But above all, in the immortal Cravings which He has quickened in the Soul.

Ecc_3:11



Nay, going to the very root of the matter and expounding its whole philosophy, the Preacher teaches us that wealth, however great and greatly used, cannot satisfy men, since God has "put eternity into their hearts" as well as time: and how should all the kingdoms of a world that must soon pass content those who are to live forever? This saying, "God has put eternity into their hearts," is one of the most profound in the whole book, and one of the most beautiful and suggestive. What it means is that, even if a man would confine his aims and desires within "the bounds and coasts of Time," he cannot do it. The very structure of his nature forbids it. For time, with all that it inherits, sweeps by him like a torrent, so that, if he would secure any lasting good, he must lay hold of that which is eternal.

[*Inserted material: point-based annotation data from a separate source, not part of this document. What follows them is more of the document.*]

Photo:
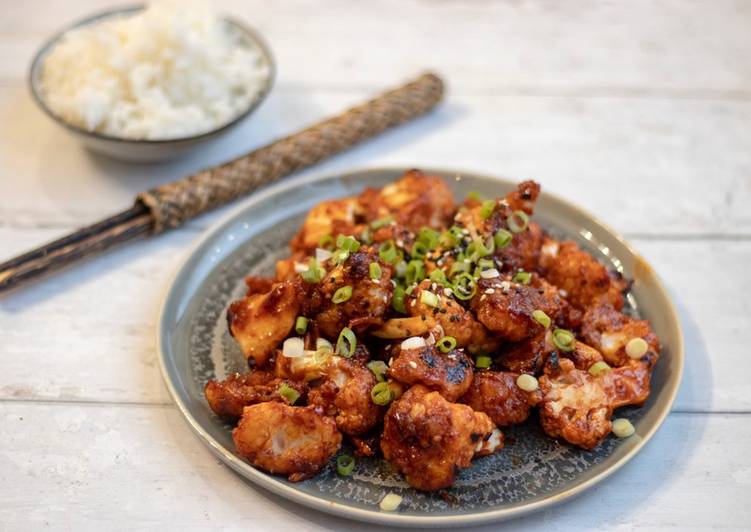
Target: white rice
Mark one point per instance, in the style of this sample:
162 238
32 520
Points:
173 70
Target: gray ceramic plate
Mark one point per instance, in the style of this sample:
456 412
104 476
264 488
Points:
531 473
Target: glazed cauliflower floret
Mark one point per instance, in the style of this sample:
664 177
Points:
429 439
369 301
345 396
530 355
577 406
286 440
506 308
260 322
450 374
610 331
331 217
496 394
227 398
582 278
453 319
414 201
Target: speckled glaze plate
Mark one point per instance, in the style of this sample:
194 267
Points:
532 472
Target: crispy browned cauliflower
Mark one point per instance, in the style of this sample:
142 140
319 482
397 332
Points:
450 374
505 307
286 440
261 322
577 406
414 201
369 299
345 396
496 394
227 398
411 274
583 280
428 439
609 331
328 218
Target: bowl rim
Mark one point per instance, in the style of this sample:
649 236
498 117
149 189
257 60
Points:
40 56
275 485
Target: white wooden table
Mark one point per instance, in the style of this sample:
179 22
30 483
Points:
638 111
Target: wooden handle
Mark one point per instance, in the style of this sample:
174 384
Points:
170 205
174 203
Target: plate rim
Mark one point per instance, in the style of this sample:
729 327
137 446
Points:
273 484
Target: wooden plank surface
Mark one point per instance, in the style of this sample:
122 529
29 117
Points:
651 148
102 345
106 462
639 111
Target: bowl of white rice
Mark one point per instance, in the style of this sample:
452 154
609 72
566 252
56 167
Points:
150 83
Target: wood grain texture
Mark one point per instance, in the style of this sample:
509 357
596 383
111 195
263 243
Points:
578 148
638 111
673 47
109 462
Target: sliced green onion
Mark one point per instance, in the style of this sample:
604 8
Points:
419 250
375 271
457 231
377 224
446 344
527 382
345 464
564 340
347 343
483 362
415 271
397 300
301 325
387 252
342 294
518 221
477 250
502 238
541 318
448 239
290 394
401 268
349 243
623 428
637 348
326 242
339 256
429 237
381 394
599 368
465 286
487 209
459 266
485 264
429 298
379 369
437 276
314 273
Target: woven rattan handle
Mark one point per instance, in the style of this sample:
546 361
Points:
174 203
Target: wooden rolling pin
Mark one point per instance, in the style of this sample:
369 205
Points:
171 205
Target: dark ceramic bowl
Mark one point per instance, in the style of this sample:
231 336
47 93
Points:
143 150
531 473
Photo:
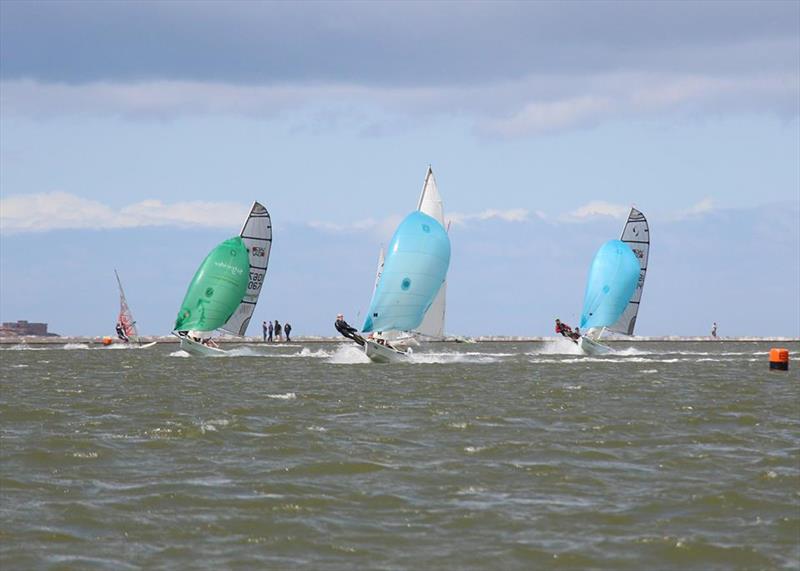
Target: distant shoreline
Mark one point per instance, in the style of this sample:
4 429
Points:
171 339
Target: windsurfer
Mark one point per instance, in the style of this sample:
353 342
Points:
121 333
348 330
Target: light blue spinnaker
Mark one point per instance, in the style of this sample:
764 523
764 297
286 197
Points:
413 272
612 281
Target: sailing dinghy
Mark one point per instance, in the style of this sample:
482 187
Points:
410 276
224 291
126 322
614 288
432 326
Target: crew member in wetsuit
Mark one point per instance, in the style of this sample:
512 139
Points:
566 330
121 333
348 330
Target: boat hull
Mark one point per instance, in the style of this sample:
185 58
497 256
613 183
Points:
200 350
590 347
381 354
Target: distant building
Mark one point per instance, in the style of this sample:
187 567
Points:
22 328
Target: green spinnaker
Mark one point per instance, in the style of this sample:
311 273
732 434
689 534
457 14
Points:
217 288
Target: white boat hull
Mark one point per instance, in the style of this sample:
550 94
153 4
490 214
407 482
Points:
200 350
382 354
590 347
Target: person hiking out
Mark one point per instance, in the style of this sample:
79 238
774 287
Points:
565 330
347 330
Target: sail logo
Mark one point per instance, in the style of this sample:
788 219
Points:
236 271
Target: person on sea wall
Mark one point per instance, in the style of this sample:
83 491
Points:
347 330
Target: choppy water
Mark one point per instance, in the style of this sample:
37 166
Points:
489 456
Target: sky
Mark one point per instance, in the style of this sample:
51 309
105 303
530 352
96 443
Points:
136 135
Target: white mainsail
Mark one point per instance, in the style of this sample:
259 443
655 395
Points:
430 202
125 317
257 237
635 234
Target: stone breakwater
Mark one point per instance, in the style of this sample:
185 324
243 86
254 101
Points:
98 340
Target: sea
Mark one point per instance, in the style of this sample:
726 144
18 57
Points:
496 456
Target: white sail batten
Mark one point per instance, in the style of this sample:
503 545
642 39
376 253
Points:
430 202
635 234
379 270
257 237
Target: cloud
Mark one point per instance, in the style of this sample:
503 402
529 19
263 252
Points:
381 43
512 215
530 105
63 211
594 209
703 207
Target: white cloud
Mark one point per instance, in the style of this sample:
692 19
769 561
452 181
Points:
543 117
512 215
531 105
62 211
703 207
594 209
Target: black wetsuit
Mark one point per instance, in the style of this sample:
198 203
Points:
348 331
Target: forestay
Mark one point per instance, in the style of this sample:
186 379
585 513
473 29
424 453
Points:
636 235
256 235
430 202
612 279
413 272
217 289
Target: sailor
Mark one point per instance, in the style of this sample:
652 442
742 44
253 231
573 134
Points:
563 328
121 333
347 330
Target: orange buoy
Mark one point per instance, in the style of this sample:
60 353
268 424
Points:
779 359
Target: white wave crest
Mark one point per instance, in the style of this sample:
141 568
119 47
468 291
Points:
284 396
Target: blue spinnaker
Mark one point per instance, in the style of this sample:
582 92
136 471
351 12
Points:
612 281
414 269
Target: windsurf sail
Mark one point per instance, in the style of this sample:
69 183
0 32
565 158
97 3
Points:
636 234
430 202
125 317
414 270
613 276
256 235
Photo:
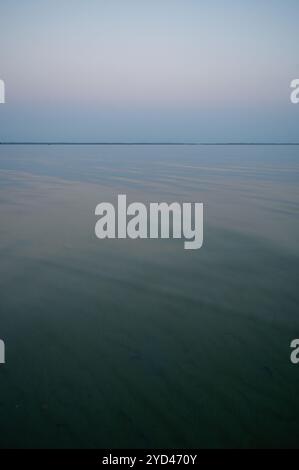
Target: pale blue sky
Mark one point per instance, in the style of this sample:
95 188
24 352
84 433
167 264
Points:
149 70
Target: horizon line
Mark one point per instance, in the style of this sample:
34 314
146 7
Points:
145 143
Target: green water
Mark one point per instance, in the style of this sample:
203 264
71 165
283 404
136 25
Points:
123 343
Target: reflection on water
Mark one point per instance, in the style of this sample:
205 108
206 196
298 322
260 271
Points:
123 343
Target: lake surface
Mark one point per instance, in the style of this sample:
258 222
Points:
123 343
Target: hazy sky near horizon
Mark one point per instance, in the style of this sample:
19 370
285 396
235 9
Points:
149 70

We may well call this world, for all so solid as it looks, "a perishing world"; for, like our own bodies, it is in a perpetual flux, perishing every moment that it may live a little longer, and must soon come to an end. But we, in our true selves, we who dwell inside the body and use its members as the workman uses his tools, how can we find a satisfying good whether in the body or in the world which is akin to it? We want a good as lasting as ourselves. Nothing short of that can be our chief good, or inspire us with a true content.

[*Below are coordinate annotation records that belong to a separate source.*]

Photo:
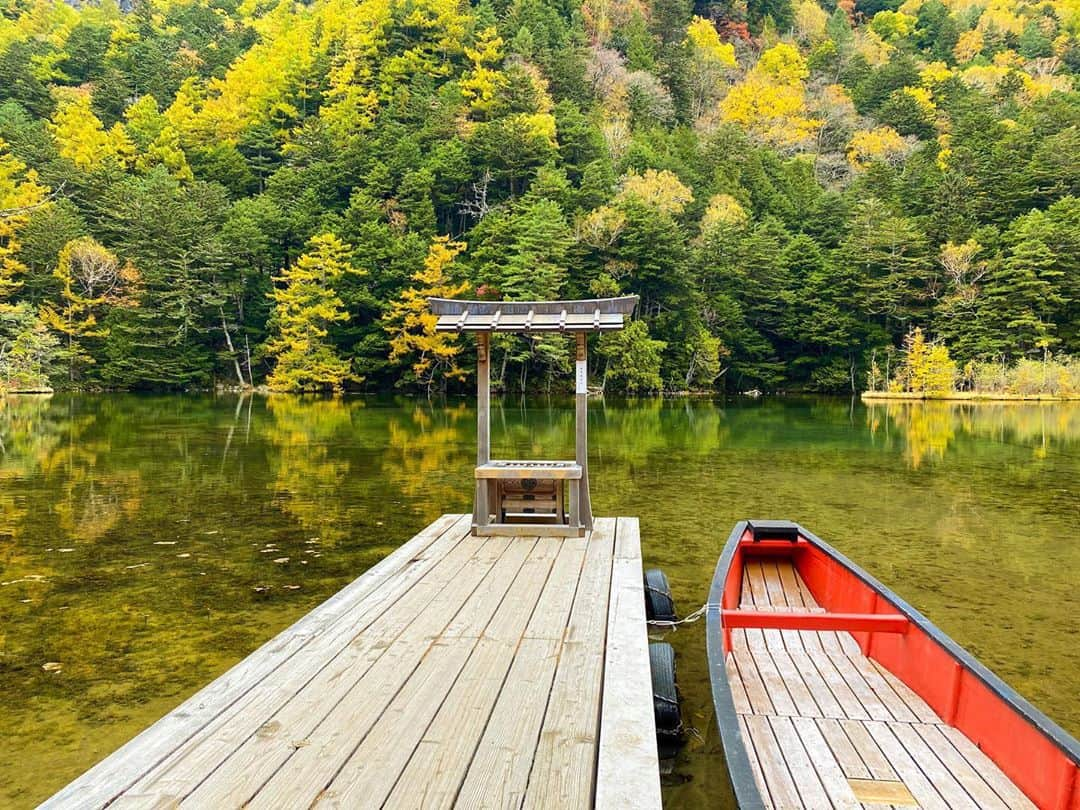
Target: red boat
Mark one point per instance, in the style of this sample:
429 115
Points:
832 691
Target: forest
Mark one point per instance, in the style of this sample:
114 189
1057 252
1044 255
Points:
264 192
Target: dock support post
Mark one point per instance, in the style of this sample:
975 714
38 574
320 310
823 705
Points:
482 509
584 505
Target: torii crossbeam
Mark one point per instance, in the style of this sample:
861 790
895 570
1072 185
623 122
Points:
517 497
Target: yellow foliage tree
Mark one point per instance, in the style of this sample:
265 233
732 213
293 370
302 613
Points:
305 306
412 326
882 143
810 21
662 190
723 210
701 34
80 136
85 270
481 83
926 367
968 46
19 194
770 102
710 59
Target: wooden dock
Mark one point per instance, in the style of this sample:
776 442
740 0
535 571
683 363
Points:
503 672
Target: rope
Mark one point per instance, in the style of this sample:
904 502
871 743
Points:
689 619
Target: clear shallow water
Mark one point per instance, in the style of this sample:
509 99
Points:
149 542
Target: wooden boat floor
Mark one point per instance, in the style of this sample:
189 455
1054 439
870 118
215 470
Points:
827 727
502 672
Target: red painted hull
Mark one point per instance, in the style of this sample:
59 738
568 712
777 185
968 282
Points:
1037 755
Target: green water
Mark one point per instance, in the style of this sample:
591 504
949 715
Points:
148 543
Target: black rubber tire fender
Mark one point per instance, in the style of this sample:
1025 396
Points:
659 603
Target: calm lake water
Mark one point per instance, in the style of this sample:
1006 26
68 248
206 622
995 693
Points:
149 542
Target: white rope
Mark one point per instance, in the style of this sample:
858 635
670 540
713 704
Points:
689 619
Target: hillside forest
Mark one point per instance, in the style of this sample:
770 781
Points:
245 192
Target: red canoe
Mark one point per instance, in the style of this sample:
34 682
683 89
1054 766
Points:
832 691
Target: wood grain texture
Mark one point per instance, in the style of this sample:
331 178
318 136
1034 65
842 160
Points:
463 671
827 727
629 769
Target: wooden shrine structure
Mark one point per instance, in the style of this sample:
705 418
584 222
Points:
521 496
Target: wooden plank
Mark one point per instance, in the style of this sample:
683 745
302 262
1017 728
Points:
880 794
968 778
292 759
751 679
889 698
556 470
381 615
531 529
553 610
782 702
867 698
844 752
823 697
804 773
773 585
918 706
985 767
838 687
739 696
433 774
499 771
629 768
932 767
905 767
876 761
782 790
805 703
370 772
790 580
960 768
565 765
825 765
755 766
112 775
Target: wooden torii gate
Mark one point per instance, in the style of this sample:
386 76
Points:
516 497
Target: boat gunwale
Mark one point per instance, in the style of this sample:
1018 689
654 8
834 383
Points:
736 753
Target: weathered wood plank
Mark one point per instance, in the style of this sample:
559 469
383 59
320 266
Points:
825 765
629 768
433 774
756 692
335 710
918 706
909 772
804 774
1001 784
565 765
961 770
782 790
181 771
499 772
370 773
876 761
116 773
932 767
755 765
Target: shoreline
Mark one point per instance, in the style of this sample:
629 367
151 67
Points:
963 396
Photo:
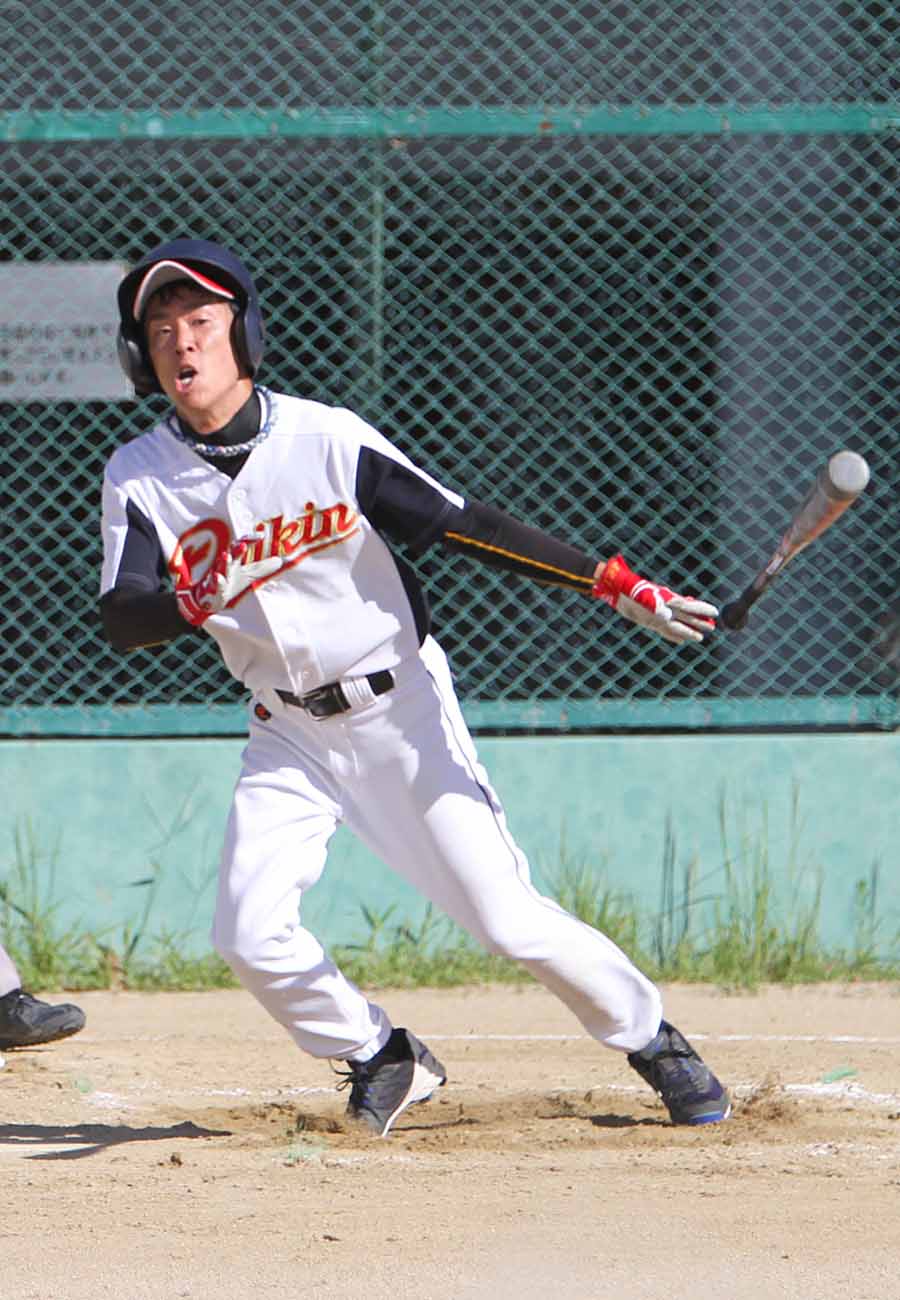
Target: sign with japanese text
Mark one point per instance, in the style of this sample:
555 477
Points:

"Like as the waves make towards the pebbled shore,

So do our minutes hasten to their end:

Each changing place with that which goes before,

In sequent toil all forwards do contend"



And we might as well think to build a stable habitation on the waves which break upon the pebbled shore as to find an enduring good in the sequent minutes which carry us down the stream of time. It is only because we do not understand this "work of God" in putting eternity into our hearts and therefore making it impossible for us to be content with anything less than an eternal good; it is because, plunged in the flesh and its cares and delights, we forget the grandeur of our nature, and are tempted to sell our immortal birthright for a mess of pottage which, however much we enjoy it today, will leave us hungry tomorrow: it is only, I say, because we fail to understand this work of God "from beginning to end," that we ever delude ourselves with the hope of finding in aught the earth yields a good in which we can rest.